Peter Voss und Ian Kershaw - oder: Das deutsche Volk und die Nazis

Wieviele Worte sind da schon verloren worden, wie viele Gedanken gedacht, wie viele Bücher geschrieben worden, um diese Frage zu ergründen: Wie war das alles möglich? Und dann noch bis zur letzten Minute, bis zur letzen Patrone, bis zum letzten Mann?

Ian Kershaw, ein kenntnisreicher, sehr verdienstvoller britischer Historiker, hat für mich und viele andere Deutsche, die keine unmittelbaren, keine aktiven Zeitzeugen waren, ganz viel zum besseren Verstehen der damaligen Zeit beigetragen, hat Hintergründe durchleuchtet, hat Licht ins Dunkel gebracht - wo nur Verkleisterung (bei den Einen) oder Verherrlichung (bei den Anderen) herrschte… und Nicht-wissen-wollen bei viel zu vielen vormaligen Volksgenossen.

Peter Voss, vormaliger Intendant des SWR,  hat diesen bemerkenswerten Menschen zum Interview gebeten - das versprach, aufschlußreich zu werden. Wurde es auch, aber auf andere Art und Weise.
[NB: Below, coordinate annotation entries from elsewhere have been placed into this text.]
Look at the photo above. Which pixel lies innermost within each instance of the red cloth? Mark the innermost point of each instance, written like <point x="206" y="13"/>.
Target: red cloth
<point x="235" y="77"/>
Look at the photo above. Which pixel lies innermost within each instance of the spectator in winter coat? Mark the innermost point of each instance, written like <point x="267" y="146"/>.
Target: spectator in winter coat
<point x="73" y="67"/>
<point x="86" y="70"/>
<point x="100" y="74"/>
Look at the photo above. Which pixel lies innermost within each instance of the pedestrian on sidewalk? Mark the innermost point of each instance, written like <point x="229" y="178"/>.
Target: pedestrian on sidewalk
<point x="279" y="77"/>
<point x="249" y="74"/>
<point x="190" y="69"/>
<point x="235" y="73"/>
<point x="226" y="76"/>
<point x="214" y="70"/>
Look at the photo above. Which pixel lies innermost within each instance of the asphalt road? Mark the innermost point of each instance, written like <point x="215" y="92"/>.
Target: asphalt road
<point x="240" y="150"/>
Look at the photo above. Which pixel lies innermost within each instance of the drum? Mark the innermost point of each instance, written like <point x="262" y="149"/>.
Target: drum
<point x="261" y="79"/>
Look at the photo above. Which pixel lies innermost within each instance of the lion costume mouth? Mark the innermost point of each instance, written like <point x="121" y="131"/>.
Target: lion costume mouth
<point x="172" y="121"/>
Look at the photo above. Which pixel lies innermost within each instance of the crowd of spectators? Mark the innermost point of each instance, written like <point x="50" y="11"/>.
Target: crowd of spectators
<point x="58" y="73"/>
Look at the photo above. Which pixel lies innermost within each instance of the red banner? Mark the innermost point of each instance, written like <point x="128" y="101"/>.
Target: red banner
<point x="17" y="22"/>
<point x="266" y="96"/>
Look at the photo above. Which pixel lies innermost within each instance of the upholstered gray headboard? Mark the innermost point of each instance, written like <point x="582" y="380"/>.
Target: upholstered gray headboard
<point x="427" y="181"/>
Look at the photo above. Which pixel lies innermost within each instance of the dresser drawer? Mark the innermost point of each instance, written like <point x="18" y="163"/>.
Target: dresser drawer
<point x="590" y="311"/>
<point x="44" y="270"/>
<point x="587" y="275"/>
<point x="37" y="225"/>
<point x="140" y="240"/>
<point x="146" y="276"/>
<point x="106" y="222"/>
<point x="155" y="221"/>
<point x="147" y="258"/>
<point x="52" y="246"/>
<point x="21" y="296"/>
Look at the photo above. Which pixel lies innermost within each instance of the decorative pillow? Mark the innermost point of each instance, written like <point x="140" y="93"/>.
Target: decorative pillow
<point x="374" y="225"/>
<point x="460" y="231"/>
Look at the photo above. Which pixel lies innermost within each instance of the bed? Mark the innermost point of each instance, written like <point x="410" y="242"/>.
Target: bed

Was hat der gute Peter Voss sich da nur erlaubt  - abgesehen davon, daß er zuviel geredet hat? Mit aller Gewalt wollte er bestätigt haben, daß es eben "typisch deutsch" sei (für das gewöhnliche deutsche Volk!), bis zum letzten Atemzug zu kämpfen, fanatisch bis zur letzten Patrone, dem "Führer" immer noch mehr oder weniger treu ergeben?! Was war ich beruhigt, daß keiner der beiden auf 30.000 Todesurteile zu sprechen kam, 20.000 davon vollstreckt, auf die gefürchteten Kettenhunde, auf all die Ortsgruppenleiter, die auch 5 vor 12 noch Leute haben aufknüpfen lassen, bevor sie sich selbst in Sicherheit gebracht haben. Erfreut auch, daß keine Rede davon war, wie die Nazis noch in den letzten Tagen ihre Gestapokeller geleert haben, wie im Dortmunder Rombergspark; ebenso auch Thälmann, der kurz vor Schluß umgebracht wurde. Nein, lieber Peter Voss, es waren die Herrschenden unter den Nazis und ihren willfährigen ausführenden Organen, die auch all diese Verbrechen begangen, zugelassen oder verlangt haben. "Typisch deutsch" - oder doch eher typisch für die Herrschenden, die ihr eigenes Ende hinauszögern oder sich selbst unsichtbar machen wollen?

Ansonsten: danke, daß es diese Gespräch gegeben hat.

Peter Voß fragt Ian Kershaw:
http://programm.ard.de/TV/3sat/2011/11/28/peter-voss-fragt-ian-kershaw/eid_280077063640032?monat=&jahr=&list=main&archiv=1#top

Es bleibt bei mir allerdings auch das Staunen darüber, daß Ian Kershaw dieses Bemühen von Peter Voss so klaglos über sich ergehen ließ. Doch auch ein weiterer Bericht wirft ein seltsames Licht auf die heutigen Formen des Berichtens, des Interpretierens und der Überschriften-Gestaltung:

“Das Grundmuster des Verhaltens der Zivilbevölkerung war Passivität” - Hermann Ploppa - Telepolis vom 17.12.2011:
“Der englische Historiker und Hitler-Biograph Ian Kershaw und die Frage, warum die Maschinerie des Dritten Reiches bis zur totalen Auflösung weiter funktionieren konnte.”
http://www.heise.de/tp/artikel/36/36072/1.html

Ein nüchterner Bericht, der die ganze Brutalität der Nazi-Größen bis unmittelbar vor Toresschluß deutlich macht - um dann doch die "Passivität" der Deutschen kommentarlos abzufeiern. Es soll wohl bis auf den heutigen Tag immer wieder darauf hinauslaufen, daß “der gewöhnliche Deutsche” allein Schuld an dem ganz NS-Schlamassel gehabt hat: der deutsche Michel, der nur zum befohlenen Marschieren zu gebrauchen ist...

Herr im Historikerhimmel - laß Hirn regnen!